En su comunicado, la asociación refirió que la Amazonía colombiana no puede convertirse “nuevamente en territorios de experimentación de políticas antidrogas que ponen en riesgo la vida, la salud, el ambiente, las fuentes hídricas, los cultivos de pancoger (plantaciones para autoconsumo) y la seguridad alimentaria de las comunidades indígenas y campesinas”.
Recordó por otra parte que las políticas que afectan las zonas indígenas deben garantizar la Consulta Previa, Libre e Informada y respetar la autonomía de los Pueblos Indígenas.
“La respuesta frente a los cultivos de uso ilícito debe construirse con los territorios y no contra ellos, priorizando la sustitución voluntaria, la inversión social, el desarrollo rural integral y el fortalecimiento de las economías propias”, remarcó.
Exigió a continuación la Opiac la suspensión del plan piloto de aspersión aérea anunciado para el departamento de Putumayo, garantizar plenamente la Consulta Previa y proteger integralmente la salud, el ambiente, las prácticas culturales y el tejido social de las comunidades indígenas y campesinas.

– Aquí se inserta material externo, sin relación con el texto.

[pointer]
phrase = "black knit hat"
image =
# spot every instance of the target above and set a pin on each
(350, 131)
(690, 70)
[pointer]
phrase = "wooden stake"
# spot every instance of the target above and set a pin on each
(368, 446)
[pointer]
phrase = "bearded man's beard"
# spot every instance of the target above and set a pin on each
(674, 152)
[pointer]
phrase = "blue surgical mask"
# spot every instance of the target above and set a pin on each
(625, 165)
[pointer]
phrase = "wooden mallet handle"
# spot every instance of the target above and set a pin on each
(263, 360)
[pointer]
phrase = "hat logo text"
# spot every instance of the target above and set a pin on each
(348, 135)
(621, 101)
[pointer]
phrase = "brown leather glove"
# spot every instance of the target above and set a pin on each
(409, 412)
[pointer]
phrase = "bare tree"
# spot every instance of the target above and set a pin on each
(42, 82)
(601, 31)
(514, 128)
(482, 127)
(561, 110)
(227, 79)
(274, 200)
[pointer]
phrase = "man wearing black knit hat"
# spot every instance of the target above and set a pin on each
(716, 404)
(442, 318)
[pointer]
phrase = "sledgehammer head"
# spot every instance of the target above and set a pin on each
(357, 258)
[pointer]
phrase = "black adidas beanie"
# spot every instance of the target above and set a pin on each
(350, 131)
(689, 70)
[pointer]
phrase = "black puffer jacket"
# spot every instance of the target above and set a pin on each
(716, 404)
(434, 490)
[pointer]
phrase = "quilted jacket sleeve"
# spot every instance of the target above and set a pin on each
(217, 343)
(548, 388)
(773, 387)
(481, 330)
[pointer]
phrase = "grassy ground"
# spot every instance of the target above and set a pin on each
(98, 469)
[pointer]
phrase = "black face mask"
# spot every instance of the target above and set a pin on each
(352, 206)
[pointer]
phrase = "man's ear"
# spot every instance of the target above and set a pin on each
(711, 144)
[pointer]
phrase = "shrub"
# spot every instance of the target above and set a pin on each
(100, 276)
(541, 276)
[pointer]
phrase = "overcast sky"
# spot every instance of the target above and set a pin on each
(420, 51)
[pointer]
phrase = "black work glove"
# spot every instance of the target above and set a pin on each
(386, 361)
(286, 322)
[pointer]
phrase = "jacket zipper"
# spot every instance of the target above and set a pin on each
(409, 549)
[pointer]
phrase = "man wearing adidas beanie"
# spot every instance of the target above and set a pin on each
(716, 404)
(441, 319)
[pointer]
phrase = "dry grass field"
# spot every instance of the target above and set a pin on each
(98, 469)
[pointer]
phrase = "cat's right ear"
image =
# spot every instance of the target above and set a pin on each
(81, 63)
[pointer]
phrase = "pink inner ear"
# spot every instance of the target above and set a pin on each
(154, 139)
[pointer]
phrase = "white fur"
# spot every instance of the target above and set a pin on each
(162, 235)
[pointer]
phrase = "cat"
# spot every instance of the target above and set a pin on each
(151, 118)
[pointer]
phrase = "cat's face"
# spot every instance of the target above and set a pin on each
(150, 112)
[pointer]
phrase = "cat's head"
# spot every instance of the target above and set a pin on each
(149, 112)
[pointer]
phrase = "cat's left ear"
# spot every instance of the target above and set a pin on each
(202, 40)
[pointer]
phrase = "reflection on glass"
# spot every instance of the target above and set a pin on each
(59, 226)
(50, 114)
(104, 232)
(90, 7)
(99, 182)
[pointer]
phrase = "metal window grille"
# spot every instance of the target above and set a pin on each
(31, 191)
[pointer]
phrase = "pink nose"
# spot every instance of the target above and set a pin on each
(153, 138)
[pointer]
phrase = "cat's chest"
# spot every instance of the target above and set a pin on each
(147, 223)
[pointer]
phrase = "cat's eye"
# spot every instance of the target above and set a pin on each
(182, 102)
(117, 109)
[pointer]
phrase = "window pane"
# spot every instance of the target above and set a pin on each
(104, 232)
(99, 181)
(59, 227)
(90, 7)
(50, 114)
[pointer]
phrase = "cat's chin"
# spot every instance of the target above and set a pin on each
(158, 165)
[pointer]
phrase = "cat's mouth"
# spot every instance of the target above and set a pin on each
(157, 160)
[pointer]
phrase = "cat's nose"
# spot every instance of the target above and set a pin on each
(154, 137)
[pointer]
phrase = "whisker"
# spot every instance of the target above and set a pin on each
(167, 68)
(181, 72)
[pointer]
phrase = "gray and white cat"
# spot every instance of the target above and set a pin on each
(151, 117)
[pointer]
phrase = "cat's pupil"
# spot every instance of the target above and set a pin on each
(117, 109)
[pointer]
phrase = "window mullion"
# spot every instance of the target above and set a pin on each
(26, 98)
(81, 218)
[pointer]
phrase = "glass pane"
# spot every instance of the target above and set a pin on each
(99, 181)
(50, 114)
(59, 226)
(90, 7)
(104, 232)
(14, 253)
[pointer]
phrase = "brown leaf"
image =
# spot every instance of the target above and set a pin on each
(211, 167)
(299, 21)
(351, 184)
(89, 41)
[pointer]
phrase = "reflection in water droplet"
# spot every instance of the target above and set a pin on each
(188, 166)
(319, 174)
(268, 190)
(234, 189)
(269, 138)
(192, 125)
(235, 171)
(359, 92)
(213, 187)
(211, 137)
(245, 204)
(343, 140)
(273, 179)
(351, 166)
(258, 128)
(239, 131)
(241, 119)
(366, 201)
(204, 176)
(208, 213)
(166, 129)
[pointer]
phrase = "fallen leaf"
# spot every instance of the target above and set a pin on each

“La Amazonía no es un laboratorio. El Putumayo no puede volver a pagar los costos de una guerra fallida contra las drogas”, sentenció la organización.
La Policía Nacional de Colombia, anunció durante la víspera el comienzo de un plan piloto de aspersión aérea con glufosinato de amonio, el producto que según el Gobierno de Colombia se usaría para erradicar la coca.
La operación, calificada por la fuente como una fase “experimental, controlada, limitada, temporal y evaluable”, tiene como propósito analizar la eficiencia de la fumigación del producto “así como su aplicación bajo las condiciones técnicas y operacionales establecidas”.
El glufosinato de amonio es un herbicida de amplio espectro, no selectivo y de contacto que se usa generalmente para eliminar malezas de hoja ancha y gramíneas.
De acuerdo con el director del Área de Conflicto y Seguridad de la Fundación Ideas para la Paz, Javier Flórez, la referida sustancia no degrada de raíz el cultivo de coca.
“El gobierno nos está metiendo en un laberinto de trámites muy complejo para poder aprobar el programa de aspersión a áreas con un herbicida distinto al glifosato (el herbicida cuyo uso suspendió la Corte Constitucional)”, declaró a Caracol Radio.
La Organización Mundial de la Salud (OMS) incluyó al glufosinato de amonio en la categoría de Clase II (moderadamente peligroso) debido a su toxicidad aguda.